Io me lo chiedo sempre: mentre sono in viaggio e, soprattutto, i primi momenti a casa…

Di risposte ne potrei anche avere… Ma quel che è certo è che, ogni volta, il senso di inadeguatezza e disagio mi pervade fin nel profondo. Al punto tale, in alcuni casi, da farmi quasi vergognare: di me, di quel che sono, di ciò che ho, di quello che faccio e che, nonostante tutto, ho ancora il coraggio di lamentarmi

L’autrice dà una risposta che potrà anche sembrare banale ma che ha certamente un senso: “Se non si possiede niente non si ha nulla da perdere; in Occidente ci affanniamo per accumulare beni materiali, salvo poi tremare di paura all’idea che ciò che abbiamo ci venga portato via. Ma alla fine, a conti fatti, è proprio vero che questo secondo modo di vivere (cioè il nostro) è davvero migliore?

E via dunque con l’ennesimo quesito esistenziale!
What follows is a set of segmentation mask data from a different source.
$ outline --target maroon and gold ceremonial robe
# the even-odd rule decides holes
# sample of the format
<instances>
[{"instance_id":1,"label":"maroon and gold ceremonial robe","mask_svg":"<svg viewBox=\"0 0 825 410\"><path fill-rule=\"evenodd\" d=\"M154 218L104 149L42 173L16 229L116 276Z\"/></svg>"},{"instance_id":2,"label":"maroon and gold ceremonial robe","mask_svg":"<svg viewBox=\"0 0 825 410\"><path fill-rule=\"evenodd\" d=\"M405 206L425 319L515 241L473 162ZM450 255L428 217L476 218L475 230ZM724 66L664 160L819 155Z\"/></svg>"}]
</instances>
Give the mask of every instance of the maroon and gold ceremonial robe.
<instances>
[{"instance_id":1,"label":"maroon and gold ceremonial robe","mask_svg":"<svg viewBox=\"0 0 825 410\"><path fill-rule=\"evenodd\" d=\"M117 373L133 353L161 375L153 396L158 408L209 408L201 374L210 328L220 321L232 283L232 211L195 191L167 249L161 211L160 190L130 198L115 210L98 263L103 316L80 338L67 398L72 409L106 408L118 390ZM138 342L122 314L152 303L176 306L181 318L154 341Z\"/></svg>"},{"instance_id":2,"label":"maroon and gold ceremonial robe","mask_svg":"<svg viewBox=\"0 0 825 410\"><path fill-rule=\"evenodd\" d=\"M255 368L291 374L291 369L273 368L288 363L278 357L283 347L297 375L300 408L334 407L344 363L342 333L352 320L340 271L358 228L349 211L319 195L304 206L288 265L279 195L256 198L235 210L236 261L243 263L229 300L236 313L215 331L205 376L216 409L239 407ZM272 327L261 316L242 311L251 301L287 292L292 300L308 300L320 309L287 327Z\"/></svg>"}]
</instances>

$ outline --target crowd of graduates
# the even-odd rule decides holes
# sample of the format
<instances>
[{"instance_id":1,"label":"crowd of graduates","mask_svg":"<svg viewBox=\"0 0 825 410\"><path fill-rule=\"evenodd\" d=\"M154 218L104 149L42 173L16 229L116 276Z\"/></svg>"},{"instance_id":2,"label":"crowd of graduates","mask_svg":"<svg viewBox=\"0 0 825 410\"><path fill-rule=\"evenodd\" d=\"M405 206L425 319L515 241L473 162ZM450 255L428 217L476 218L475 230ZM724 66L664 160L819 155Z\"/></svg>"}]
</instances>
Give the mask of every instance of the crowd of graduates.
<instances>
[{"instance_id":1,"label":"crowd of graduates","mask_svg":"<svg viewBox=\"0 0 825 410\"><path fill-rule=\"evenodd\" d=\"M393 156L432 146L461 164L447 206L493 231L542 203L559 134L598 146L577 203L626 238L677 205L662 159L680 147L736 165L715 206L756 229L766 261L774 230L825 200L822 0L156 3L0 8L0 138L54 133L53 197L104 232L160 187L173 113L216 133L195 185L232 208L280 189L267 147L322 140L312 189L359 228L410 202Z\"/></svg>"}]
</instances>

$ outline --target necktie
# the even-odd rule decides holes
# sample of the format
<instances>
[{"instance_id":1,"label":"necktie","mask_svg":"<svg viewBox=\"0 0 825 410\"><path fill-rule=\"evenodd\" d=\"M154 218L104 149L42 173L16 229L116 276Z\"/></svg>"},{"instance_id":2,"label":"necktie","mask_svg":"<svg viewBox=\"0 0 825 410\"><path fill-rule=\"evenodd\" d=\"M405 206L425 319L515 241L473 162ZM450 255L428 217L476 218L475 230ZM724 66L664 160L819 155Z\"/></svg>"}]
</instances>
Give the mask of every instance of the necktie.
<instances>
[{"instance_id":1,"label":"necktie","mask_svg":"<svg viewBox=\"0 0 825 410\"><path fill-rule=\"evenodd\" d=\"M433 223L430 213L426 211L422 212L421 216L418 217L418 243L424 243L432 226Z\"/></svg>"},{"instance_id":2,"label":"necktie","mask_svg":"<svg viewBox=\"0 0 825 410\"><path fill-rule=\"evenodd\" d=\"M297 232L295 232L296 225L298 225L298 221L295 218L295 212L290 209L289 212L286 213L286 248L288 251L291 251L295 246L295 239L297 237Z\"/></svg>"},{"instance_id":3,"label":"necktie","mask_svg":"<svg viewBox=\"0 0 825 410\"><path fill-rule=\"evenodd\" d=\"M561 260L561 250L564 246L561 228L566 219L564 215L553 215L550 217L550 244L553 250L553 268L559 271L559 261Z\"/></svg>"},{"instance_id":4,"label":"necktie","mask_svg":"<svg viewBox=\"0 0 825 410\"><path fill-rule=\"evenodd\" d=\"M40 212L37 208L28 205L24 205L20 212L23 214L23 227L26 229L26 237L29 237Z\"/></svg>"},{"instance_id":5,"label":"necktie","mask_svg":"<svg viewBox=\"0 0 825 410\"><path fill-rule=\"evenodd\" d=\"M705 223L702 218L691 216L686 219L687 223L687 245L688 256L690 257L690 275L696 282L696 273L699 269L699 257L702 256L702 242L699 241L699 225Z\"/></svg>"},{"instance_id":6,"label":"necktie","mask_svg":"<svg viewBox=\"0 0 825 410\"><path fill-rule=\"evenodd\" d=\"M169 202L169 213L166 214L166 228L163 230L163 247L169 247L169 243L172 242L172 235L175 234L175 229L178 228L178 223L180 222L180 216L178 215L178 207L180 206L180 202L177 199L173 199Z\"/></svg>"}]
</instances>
Il viaggio, un bagaglio culturale senza eguali

L’apoteosi della mia stima per l’autrice culmina nel penultimo capitolo, quello in cui racconta del primo “grande viaggio” con al seguito le due figliolette di 7 e 4 anni.

Io non sono mamma, per scelta e per cause di forza maggiore, non me ne dispiaccio e non ne soffro, anzi. A volte, però, mi diverto ad immaginarmi in vesti materne e penso: “Ma mi ridurrei anch’io così?!? Per 10 anni consecutivi a Jesolo o Cattolica? A scendere in spiaggia alle 7 di mattina e scapparmene alle 10 perchè il sole inizia a scottare troppo? E niente bagno per almeno 3 ore dopo il pasto???

Oh my God, noooo!!! Io sarei come la nostra Camila che, dopo questa lettura, ho eletto ufficialmente a mio mito ed eroina.

Checchè ne dicano i borghesotti benpensanti che criticano chi porta i bambini piccoli all’estero, sarà anche un banale eufemismo ma, a parer mio, non è mai superfluo ribadirlo (soprattutto coi tempi che corrono…) che il viaggio è un bagaglio culturale incomparabile; nessun libro nè insegnamento lo può superare. Guardando con i propri occhi com’è davvero il mondo, e non limitarsi a ciò che passa in TV, permette di superare pregiudizi e chiusure mentali.

Io l’ho compreso da adulta; ho infatti iniziato a viaggiare insieme a mio marito, con cui condivido ideali, pensieri e avventure per il mondo, e quando me lo sono potuta permettere autonomamente dal punto di vista economico. Da piccola, purtroppo, non ho avuto la fortuna di avere una mamma come Camila Raznovich.

Ma non mi lamento, mi son rifatta da me!